Abortos caem 4% em Portugal, mas aumentam 28% entre brasileiras no país

Quantidade de brasileiros vivendo no país europeu também subiu 23% em 2018; procedimento é gratuito

Lisboa

A quantidade de abortos realizados em Portugal caiu 3,8% em 2018, em comparação com o ano anterior. Este foi o sétimo ano consecutivo de redução e também o que apresentou o valor mais baixo desde a descriminalização do procedimento no país, em 2007.

O número de brasileiras que interrompem a gravidez em Portugal, no entanto, aumentou 27,7% no mesmo período. Foram 571 abortos em 2018, contra 447 em 2017. Com isso, as brasileiras ultrapassaram as cabo-verdianas e se tornaram a nacionalidade estrangeira que mais aborta em Portugal.

As estatísticas da DGS (Direção-Geral da Saúde) não fazem distinção se as brasileiras são residentes ou turistas no país.

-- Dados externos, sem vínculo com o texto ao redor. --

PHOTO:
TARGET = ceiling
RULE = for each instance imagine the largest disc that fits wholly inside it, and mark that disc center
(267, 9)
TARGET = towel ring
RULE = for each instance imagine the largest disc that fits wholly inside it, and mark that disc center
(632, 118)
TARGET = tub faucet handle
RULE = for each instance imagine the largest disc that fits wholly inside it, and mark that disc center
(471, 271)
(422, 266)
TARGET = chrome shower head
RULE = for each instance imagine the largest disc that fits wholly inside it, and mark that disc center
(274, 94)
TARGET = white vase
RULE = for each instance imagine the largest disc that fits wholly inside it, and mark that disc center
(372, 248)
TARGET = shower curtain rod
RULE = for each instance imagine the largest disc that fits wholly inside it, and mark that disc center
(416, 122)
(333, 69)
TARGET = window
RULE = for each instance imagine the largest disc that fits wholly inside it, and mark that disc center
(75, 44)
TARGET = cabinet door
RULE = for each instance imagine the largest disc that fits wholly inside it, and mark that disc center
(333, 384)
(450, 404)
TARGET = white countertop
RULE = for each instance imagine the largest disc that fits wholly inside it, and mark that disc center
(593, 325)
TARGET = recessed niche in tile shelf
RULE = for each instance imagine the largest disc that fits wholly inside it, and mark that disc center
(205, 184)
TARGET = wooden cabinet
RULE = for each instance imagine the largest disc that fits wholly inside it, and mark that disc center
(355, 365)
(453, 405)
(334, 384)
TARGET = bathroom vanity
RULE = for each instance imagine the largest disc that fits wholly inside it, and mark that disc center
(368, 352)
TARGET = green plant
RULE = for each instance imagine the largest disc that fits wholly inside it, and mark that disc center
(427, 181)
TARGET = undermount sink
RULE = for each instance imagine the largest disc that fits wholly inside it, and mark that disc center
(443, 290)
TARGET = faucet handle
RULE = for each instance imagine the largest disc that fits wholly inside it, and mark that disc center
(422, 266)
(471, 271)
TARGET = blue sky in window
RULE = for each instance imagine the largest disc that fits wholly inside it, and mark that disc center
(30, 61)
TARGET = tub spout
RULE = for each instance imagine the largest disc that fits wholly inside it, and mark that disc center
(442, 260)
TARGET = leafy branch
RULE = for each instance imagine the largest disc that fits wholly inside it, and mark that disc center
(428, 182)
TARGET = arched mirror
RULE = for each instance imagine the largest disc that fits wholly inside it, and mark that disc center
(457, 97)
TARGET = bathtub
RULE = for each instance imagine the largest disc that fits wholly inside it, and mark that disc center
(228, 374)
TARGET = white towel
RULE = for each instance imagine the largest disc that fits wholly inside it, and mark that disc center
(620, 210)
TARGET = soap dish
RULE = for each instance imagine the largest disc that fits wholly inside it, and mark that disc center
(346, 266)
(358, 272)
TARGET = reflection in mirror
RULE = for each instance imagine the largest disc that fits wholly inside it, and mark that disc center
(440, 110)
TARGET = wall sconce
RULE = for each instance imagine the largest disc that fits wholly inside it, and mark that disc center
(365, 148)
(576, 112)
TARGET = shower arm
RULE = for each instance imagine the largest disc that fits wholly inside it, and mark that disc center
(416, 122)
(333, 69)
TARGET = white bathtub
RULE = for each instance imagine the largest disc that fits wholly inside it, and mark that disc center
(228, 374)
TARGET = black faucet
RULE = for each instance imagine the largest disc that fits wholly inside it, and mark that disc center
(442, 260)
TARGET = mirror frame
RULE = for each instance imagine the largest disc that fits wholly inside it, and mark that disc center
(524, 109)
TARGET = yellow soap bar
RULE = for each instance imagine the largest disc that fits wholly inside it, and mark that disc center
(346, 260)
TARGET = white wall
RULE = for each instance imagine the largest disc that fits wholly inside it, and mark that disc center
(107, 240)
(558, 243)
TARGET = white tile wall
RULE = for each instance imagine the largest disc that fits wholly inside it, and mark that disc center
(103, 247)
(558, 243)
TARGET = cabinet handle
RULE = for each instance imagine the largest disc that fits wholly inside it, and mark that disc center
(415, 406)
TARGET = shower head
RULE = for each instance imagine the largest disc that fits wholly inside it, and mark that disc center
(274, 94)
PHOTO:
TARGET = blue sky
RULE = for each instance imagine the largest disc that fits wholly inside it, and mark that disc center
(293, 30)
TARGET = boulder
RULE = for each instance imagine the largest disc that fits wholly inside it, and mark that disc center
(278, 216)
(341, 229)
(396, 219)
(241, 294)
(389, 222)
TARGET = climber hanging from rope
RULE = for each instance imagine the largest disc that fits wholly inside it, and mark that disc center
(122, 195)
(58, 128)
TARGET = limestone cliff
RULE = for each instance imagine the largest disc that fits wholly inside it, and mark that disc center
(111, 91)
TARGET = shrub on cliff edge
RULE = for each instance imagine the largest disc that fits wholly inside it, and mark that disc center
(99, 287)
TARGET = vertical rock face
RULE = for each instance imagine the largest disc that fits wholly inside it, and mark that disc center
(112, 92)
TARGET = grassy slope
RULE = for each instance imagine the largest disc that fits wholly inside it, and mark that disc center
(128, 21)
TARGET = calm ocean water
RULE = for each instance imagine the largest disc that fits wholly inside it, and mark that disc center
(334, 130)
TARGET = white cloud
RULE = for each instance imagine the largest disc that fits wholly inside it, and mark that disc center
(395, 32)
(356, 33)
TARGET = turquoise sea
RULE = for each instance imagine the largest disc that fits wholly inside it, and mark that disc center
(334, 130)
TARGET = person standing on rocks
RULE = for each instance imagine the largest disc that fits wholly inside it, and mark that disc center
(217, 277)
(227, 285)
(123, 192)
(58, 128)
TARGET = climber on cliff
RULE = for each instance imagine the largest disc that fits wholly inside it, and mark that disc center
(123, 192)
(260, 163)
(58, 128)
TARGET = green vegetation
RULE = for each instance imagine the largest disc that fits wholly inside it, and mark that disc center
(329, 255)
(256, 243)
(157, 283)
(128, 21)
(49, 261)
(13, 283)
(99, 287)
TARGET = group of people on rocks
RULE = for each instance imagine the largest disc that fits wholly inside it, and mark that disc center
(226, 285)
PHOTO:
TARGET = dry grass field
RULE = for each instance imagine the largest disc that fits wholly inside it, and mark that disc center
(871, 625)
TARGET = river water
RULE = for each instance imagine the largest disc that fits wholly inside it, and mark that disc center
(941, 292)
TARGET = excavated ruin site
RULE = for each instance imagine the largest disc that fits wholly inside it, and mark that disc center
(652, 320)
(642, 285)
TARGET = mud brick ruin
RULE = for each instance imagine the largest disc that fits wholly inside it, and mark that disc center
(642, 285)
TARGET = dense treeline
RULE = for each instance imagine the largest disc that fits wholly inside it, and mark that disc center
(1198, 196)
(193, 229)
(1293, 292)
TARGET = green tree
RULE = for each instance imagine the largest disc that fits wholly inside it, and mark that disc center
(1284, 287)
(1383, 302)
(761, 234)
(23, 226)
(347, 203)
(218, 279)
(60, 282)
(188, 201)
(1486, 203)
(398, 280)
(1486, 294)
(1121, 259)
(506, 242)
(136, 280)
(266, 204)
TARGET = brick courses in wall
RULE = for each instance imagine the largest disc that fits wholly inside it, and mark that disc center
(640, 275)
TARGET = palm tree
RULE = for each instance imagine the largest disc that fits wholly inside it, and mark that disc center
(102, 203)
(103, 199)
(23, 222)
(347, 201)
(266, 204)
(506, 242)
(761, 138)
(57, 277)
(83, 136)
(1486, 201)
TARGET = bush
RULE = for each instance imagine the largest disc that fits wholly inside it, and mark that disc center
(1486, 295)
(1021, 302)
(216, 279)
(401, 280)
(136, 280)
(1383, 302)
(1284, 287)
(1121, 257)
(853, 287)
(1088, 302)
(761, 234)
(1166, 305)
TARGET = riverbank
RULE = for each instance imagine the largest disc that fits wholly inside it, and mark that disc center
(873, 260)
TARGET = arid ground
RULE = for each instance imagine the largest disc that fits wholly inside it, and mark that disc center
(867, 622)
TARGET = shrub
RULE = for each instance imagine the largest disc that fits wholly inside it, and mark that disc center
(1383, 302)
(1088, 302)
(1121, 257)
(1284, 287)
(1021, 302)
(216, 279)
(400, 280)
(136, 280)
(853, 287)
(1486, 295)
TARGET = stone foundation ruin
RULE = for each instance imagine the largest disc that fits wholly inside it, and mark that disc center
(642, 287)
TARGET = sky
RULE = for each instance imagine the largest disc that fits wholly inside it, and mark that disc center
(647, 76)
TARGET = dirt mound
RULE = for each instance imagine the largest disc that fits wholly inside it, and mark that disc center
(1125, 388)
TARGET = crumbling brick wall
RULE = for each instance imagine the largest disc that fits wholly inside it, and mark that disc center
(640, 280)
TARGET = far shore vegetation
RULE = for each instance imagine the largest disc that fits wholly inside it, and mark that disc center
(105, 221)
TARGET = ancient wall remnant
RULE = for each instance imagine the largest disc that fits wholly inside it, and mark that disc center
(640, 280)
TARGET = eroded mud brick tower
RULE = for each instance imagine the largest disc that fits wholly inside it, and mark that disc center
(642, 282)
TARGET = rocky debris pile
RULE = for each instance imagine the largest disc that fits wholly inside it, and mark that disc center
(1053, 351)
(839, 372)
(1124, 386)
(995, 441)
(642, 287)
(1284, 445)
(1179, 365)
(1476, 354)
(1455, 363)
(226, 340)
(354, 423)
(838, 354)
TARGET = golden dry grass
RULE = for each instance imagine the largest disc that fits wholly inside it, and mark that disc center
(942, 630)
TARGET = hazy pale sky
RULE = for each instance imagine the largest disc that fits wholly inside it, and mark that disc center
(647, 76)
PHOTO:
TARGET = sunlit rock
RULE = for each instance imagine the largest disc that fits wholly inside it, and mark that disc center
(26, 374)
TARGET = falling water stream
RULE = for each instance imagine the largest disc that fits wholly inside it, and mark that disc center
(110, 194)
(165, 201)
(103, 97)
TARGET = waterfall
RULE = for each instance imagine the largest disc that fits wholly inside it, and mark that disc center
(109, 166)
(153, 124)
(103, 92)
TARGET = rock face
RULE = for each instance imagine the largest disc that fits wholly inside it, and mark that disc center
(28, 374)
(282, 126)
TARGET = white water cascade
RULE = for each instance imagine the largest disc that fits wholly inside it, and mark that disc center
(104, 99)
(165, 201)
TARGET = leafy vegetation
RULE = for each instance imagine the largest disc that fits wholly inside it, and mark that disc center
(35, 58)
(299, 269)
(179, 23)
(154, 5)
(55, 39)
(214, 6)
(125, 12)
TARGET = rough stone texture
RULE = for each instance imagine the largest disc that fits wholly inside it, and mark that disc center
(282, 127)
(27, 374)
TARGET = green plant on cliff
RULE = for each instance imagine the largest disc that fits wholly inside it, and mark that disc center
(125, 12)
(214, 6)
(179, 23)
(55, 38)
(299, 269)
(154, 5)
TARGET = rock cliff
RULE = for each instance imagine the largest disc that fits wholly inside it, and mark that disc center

Brasileiros em fila no consulado do país em Lisboa por documentação para cidadania portuguesa
Brasileiros em fila no consulado do país em Lisboa por documentação para cidadania portuguesa - Bruno Miranda - 23.jan.19/Folhapress

No Brasil, o aborto é proibido por lei exceto nos casos de estupro, de risco para a vida da mulher e de anencefalia do feto. O Ministério da Saúde estima que sejam feitos no Brasil entre 950 mil e 1,2 milhão de abortos por ano.

Enquanto no Brasil o acesso ao aborto mesmo em casos com previsão legal, como estupro e risco de morte, pode ser bastante complicado, Portugal optou por simplificar o processo.

A legislação portuguesa garante acesso à interrupção da gravidez a qualquer mulher que esteja em território luso, mesmo turistas e imigrantes em situação irregular. Nas clínicas e hospitais públicos, o aborto é gratuito.

Na rede particular, o valor do procedimento oscila entre os € 475 (cerca de R$ 2.156) e € 575 (R$ 2.610, aproximadamente).

Por conta do idioma e da proximidade cultural, Portugal costuma atrair brasileiras que viajam ao país para realizar o procedimento

O aumento expressivo da comunidade brasileira no país nos últimos dois anos, no entanto, parece estar puxando o aumento do número de interrupções de gravidez, de acordo com profissionais ouvidos pela reportagem.

Números do SEF mostram que a quantidade de brasileiros vivendo em Portugal disparou em 2018: uma alta de 23,4% em relação ao ano anterior.

O número de estrangeiros vivendo em Portugal, de uma maneira geral, também aumentou e chegou ao valor mais alto desde a criação da série histórica, em 1974. Em 2018, eram mais de 480 mil imigrantes residentes, uma alta de 13,9% em relação a 2017.

Os números da imigração se refletem também nas interrupções da gravidez. Atualmente, 20,8% dos abortos feitos em Portugal —o equivalente a um em cada cinco— é realizado por uma cidadã de outro país. As estrangeiras respondiam por 18,2% dos abortos em 2017 e 17,7% em 2016.

APOSTA NA PREVENÇÃO

Em números absolutos, Portugal encerrou 2018 com 14.928 abortos (incluindo os de fetos com doenças graves e de gestações que ameaçavam a vida das mulheres). Já as interrupções feitas unicamente a pedido da mulher foram 14.306, o valor mais baixo já registrado.

“O número de interrupções realizadas em território nacional tem-se situado sempre abaixo da média europeia”, destaca o documento.

As estatísticas para o continente europeu são menos atualizadas, mas indicavam, em 2015, uma média de 203 abortos para cada 1.000 nascidos vivos. Em Portugal, esse número estava em 192 naquele ano. Em 2018, o país reduziu esta relação para 171,6 interrupções de gravidez para cada 1.000 nascidos vivos.

Segundo as autoridades de saúde portuguesas, a redução nos abortos está bastante relacionada a uma estratégia consistente de contracepção.

Das mulheres que abortaram no país, 92,6% já saíram dos hospitais com um método anticoncepcional.

“Isso é que é a grande vitória: 92,6% das mulheres que realizaram uma IVG [interrupção voluntária da gravidez] escolheram um método anticoncepcional”, disse a diretora da Direção-Geral da Saúde de Portugal, Graça Fonseca, em declarações ao jornal Público.

De 2011 a 2018, Portugal reduziu o número de abortos em 28% e praticamente zerou a mortalidade de mulheres em complicações relacionadas ao procedimento.

Descriminalizado via referendo em 2007, o aborto em Portugal tem uma das legislações mais restritivas quanto ao tempo de gestação. A interrupção só é permitida até as 10 semanas (2 meses e meio) de gestação.

Na vizinha Espanha, por exemplo, pode-se abortar até as 22 semanas (cerca de 5 meses e meio).